Я была младшей из трех детей в семье профессора зальцбургского университета. Брат и сестра были намного старше меня, и к тому времени, когда я начала что-то понимать, они уже были по горло заняты своей собственной жизнью. Йозеф, инженер по профессии, в юности загорелся коммунистическими идеями и в начале тридцатых уехал в Советский Союз налаживать какой-то гигантский завод. Через несколько лет от него перестали приходить письма, а обращения к советским властям и в Красный Крест ничего не дали. Беата так же безнадежно “заболела” театром и кинематографом, и вместо того чтобы респектабельно выйти замуж, уехала учиться и сниматься в Берлин. Берлин 20-х – начала 30-х ничем не походил на чинную буржуазную Австрию и, в частности, Зальцбург. В столице Германии кипела жизнь, там воплощались в реальность новые, небывалые идеи, там можно было даже не выходить замуж, если не хочешь. С тех пор как я себя помню, моя мама тяжело болела, практически не покидала кровати. Но те крупицы сил, которые у нее были, она отдавала мне, последней, младшей. Она читала мне книжки, учила рукоделию, и каждую пятницу по вечерам мы с ней зажигали свечи – она две, я одну. Больше никаких религиозных ритуалов в нашем доме не соблюдалось.

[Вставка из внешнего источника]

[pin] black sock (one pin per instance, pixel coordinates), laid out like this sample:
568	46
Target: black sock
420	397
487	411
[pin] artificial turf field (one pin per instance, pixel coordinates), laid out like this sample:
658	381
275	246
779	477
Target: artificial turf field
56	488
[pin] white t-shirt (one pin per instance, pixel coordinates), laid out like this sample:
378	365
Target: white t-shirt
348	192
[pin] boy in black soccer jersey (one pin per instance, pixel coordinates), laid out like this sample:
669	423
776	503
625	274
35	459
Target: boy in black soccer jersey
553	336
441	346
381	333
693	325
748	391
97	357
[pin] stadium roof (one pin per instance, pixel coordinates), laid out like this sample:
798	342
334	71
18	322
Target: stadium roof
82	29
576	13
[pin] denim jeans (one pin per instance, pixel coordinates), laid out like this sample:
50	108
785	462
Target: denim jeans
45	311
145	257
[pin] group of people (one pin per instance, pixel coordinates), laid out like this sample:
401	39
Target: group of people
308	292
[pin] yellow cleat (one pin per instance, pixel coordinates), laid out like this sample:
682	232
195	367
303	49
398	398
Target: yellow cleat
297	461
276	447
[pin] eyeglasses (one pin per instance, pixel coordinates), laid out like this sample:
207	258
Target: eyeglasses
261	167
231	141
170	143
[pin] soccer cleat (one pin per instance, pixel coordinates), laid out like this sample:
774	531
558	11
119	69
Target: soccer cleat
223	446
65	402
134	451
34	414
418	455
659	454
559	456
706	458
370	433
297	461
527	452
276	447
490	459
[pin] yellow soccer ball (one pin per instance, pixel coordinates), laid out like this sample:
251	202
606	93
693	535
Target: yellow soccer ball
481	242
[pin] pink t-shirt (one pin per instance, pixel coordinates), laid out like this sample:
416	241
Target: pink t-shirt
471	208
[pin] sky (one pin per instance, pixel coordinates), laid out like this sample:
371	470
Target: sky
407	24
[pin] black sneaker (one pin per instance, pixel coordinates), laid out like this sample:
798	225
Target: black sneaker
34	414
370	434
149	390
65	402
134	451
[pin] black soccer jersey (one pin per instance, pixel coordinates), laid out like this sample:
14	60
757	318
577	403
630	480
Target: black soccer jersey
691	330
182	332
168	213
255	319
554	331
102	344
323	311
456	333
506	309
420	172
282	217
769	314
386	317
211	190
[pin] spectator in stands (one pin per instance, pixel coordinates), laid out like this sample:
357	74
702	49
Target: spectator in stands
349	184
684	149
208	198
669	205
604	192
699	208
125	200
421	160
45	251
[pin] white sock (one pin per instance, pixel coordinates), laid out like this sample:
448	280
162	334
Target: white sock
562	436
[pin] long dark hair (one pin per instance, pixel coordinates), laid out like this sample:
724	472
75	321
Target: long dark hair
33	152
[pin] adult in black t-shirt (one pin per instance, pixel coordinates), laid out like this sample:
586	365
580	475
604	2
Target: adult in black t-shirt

Зажигание свечей закончилось с маминой смертью. Без нее это не имело никакого смысла. Мне было восемь лет, и отец, занятый своими лекциями, книгами и опытами, нанял мне гувернантку из обедневших дворян, старую деву по имени фройляйн фон Ритхофен. Что самое интересное, она любила меня, в том смысле, что ей было не все равно, что со мной произойдет. Она добросовестно добивалась от меня совершенства и с этой целью нещадно муштровала. Каждый день я обязана была десять минут ходить вверх и вниз по лестнице с географическими атласом на голове. Играя на пианино, я не имела права повернуть голову к окну. Если мне случалось стукнуться или обжечься, я была не только не вправе вскрикнуть, но даже измениться в лице. Откуда мне было тогда знать, как пригодятся мне впоследствии прямая спина, привычка не реагировать на боль и аристократически безупречный немецкий язык.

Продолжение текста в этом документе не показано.